# Polymarket best-price duration analysis

This notebook studies **how long the best prices (best bid / best ask) remain unchanged** in Polymarket order books. We focus on per-market behavior with a deep dive into a selected market, plus optional aggregates across multiple markets for broader context.

**Goal:** quantify the *persistence* of top-of-book prices by measuring the duration of each run where the best bid or best ask stays constant.


In [None]:
import os
import sys
import subprocess
import importlib.util
from pathlib import Path

# Install lightweight dependencies once per environment

def ensure_package(pkg_name: str) -> None:
    if importlib.util.find_spec(pkg_name) is None:
        subprocess.check_call([sys.executable, "-m", "pip", "install", pkg_name])

for pkg in ("pandas", "sqlalchemy", "python-dotenv", "psycopg2-binary", "plotly", "numpy"):
    ensure_package(pkg)

import numpy as np
import pandas as pd
from sqlalchemy import create_engine
from dotenv import load_dotenv
import plotly.express as px
import plotly.graph_objects as go


In [None]:
# Load DATABASE_URL from repo .env if present
root = Path.cwd()
load_dotenv(root / ".env")

DATABASE_URL = os.getenv("DATABASE_URL")
if DATABASE_URL and DATABASE_URL.startswith("postgres://"):
    DATABASE_URL = DATABASE_URL.replace("postgres://", "postgresql://", 1)
if not DATABASE_URL:
    raise RuntimeError("DATABASE_URL not set.
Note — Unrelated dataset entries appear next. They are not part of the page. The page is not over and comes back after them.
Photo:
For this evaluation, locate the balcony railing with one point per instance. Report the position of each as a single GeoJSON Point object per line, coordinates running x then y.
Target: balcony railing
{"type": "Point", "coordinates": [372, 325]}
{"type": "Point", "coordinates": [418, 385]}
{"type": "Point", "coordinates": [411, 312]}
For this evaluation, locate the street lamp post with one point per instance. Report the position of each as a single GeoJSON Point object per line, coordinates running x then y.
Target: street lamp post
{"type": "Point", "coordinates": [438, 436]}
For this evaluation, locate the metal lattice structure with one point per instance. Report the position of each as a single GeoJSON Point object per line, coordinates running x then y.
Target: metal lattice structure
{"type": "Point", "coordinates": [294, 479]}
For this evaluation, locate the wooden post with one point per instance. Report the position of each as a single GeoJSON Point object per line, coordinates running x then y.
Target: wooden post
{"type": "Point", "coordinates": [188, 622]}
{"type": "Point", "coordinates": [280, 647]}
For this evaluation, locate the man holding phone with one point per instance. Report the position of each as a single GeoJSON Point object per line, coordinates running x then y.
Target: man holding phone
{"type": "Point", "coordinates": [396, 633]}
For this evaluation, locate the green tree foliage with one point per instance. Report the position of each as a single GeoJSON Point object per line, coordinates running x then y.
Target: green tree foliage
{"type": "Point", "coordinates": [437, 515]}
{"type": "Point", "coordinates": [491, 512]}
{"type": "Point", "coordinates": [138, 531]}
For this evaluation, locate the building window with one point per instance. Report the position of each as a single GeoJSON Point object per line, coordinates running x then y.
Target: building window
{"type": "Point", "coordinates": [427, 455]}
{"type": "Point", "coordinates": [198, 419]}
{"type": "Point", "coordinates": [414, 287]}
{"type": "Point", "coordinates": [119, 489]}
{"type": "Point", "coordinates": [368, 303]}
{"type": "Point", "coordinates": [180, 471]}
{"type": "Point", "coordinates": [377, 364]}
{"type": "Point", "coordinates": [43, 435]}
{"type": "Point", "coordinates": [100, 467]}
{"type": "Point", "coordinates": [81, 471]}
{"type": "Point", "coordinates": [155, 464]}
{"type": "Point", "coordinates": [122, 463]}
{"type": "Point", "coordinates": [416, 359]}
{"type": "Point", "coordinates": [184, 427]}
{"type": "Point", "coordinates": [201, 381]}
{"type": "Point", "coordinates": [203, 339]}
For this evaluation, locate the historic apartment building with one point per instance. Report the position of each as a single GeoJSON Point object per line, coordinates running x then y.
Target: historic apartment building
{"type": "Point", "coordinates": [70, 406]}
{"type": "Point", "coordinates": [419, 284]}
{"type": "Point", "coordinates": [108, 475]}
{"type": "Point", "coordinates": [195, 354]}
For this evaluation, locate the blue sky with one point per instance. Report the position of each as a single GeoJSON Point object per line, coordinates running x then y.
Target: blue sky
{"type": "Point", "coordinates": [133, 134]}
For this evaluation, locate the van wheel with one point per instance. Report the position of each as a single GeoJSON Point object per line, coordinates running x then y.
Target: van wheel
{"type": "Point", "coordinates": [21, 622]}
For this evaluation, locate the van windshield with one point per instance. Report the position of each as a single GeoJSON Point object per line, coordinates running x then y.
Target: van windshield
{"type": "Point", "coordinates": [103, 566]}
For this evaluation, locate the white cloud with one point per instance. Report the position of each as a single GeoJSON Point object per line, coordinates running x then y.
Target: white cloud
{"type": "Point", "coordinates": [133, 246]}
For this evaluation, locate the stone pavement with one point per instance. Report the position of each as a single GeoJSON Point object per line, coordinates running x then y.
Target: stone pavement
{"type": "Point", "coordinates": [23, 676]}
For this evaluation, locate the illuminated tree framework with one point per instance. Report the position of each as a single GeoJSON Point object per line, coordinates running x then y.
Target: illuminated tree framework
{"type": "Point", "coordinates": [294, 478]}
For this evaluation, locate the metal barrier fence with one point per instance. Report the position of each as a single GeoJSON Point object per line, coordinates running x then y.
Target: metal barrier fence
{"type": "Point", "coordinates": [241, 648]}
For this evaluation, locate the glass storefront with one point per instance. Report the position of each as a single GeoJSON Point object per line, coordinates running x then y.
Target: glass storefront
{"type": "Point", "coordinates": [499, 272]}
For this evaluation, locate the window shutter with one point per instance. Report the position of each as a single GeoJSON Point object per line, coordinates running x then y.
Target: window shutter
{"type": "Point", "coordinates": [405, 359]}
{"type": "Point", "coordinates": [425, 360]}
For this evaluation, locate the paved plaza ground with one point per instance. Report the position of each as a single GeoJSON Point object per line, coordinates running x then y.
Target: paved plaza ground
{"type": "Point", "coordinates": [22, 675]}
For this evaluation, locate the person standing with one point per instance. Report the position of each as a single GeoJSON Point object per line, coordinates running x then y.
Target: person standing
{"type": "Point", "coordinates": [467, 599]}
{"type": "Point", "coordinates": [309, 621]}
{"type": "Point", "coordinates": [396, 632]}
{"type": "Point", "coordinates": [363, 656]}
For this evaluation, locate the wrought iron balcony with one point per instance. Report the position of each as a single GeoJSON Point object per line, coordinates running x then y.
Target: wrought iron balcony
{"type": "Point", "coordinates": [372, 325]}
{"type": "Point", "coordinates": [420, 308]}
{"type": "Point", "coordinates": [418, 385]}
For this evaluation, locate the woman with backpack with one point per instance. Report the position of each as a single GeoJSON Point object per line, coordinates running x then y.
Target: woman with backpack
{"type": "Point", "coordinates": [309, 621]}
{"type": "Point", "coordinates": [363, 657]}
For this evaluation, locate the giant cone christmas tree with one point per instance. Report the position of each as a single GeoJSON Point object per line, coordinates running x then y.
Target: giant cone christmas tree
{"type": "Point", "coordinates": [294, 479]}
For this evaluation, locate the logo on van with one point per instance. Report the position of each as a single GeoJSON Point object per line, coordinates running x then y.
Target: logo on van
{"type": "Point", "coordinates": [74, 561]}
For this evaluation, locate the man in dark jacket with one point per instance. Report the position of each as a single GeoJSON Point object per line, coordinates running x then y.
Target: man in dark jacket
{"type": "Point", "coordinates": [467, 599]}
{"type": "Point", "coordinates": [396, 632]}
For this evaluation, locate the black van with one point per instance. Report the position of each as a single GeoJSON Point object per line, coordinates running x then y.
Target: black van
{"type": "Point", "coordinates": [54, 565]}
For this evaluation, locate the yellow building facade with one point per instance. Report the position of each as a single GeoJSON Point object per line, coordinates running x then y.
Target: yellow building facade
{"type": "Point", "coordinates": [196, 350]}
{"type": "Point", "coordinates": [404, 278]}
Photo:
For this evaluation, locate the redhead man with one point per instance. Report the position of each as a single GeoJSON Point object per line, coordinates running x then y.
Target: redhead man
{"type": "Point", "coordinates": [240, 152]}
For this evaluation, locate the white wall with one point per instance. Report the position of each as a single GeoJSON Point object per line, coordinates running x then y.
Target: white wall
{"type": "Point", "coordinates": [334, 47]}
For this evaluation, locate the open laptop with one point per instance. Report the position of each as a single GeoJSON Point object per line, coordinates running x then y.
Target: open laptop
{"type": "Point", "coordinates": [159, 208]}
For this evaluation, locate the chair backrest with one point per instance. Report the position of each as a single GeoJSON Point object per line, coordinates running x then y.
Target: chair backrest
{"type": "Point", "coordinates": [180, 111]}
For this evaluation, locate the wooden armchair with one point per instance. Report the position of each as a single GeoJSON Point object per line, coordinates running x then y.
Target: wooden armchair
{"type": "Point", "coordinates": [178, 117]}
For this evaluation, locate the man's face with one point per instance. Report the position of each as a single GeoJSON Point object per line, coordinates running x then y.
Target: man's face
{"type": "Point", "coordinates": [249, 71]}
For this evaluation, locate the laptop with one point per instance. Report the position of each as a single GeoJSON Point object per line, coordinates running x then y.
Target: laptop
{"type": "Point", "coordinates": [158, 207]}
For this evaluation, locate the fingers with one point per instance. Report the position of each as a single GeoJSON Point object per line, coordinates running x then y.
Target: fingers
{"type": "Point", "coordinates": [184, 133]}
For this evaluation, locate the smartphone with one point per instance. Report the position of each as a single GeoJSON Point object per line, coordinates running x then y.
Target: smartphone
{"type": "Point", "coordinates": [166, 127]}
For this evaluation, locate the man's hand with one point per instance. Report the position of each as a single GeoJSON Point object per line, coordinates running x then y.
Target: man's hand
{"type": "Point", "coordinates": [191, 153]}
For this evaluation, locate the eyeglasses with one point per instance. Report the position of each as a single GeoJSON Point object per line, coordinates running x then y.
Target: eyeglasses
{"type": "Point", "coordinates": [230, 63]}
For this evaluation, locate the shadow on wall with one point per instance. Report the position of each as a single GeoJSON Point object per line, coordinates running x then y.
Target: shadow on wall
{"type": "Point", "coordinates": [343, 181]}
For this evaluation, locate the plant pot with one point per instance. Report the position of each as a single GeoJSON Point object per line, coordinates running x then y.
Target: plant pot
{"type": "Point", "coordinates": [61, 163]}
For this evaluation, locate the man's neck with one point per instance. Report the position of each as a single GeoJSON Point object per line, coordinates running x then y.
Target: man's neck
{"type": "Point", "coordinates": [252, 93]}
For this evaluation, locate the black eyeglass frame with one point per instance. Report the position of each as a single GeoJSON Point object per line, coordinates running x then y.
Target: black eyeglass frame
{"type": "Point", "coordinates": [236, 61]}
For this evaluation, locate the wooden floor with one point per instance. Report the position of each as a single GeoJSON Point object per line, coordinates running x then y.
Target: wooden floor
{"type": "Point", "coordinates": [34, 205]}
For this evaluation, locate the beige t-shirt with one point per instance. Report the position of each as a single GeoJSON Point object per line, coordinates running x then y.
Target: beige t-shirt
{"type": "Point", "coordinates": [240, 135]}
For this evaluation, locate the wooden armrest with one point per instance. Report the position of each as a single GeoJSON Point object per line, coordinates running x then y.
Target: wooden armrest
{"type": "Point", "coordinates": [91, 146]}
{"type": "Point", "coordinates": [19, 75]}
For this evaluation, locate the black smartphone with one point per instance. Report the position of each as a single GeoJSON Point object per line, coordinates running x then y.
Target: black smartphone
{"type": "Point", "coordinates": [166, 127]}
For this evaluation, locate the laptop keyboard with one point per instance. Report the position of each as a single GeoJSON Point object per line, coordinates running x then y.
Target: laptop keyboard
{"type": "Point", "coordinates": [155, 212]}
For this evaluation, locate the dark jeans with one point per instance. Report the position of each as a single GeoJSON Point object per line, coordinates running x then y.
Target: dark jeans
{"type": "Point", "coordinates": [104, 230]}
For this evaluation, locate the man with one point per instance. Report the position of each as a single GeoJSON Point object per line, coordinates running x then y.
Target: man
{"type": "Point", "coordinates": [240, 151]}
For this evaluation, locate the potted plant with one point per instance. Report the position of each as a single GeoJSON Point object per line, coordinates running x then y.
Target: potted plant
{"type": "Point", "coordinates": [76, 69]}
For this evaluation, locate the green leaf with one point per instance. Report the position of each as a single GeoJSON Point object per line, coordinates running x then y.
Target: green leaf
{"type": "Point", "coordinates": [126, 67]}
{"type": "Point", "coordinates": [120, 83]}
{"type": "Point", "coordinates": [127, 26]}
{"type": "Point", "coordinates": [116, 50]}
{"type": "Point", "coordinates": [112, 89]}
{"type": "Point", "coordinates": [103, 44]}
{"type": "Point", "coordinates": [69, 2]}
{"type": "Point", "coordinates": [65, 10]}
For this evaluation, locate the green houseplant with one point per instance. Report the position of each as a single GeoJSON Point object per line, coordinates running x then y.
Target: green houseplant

Add to .env or environment.")

engine = create_engine(DATABASE_URL)


## 1) Market overview

We start by finding markets with the most orderbook events. Pick a `market_instance_id` to analyze in depth.


In [None]:
market_overview_query = """
SELECT
    market_instance_id,
    market,
    asset_label,
    COUNT(*) AS num_events,
    MIN(event_timestamp_ms) AS min_ts,
    MAX(event_timestamp_ms) AS max_ts
FROM polymarket_orderbook_events
GROUP BY market_instance_id, market, asset_label
ORDER BY num_events DESC
LIMIT 25;
"""

market_overview = pd.read_sql(market_overview_query, engine)
market_overview["span_minutes"] = (market_overview["max_ts"] - market_overview["min_ts"]) / 60000.0
market_overview


## 2) Select a market to analyze

Choose a `market_instance_id` from the table above. This analysis is designed to be deep on one market to understand best-price persistence in detail.


In [None]:
# Pick the market with the most events by default
selected_market = market_overview.iloc[0]["market_instance_id"]
selected_market


## 3) Load orderbook events for the selected market

We pull best bid/ask prices per event for each side (UP/DOWN).


In [None]:
events_query = """
SELECT
    event_timestamp_ms,
    side,
    best_bid_price,
    best_ask_price,
    best_bid_qty,
    best_ask_qty
FROM polymarket_orderbook_events
WHERE market_instance_id = %(market)s
ORDER BY event_timestamp_ms ASC;
"""

pm = pd.read_sql(events_query, engine, params={"market": selected_market})
if pm.empty:
    raise RuntimeError("No orderbook data found for selected market.")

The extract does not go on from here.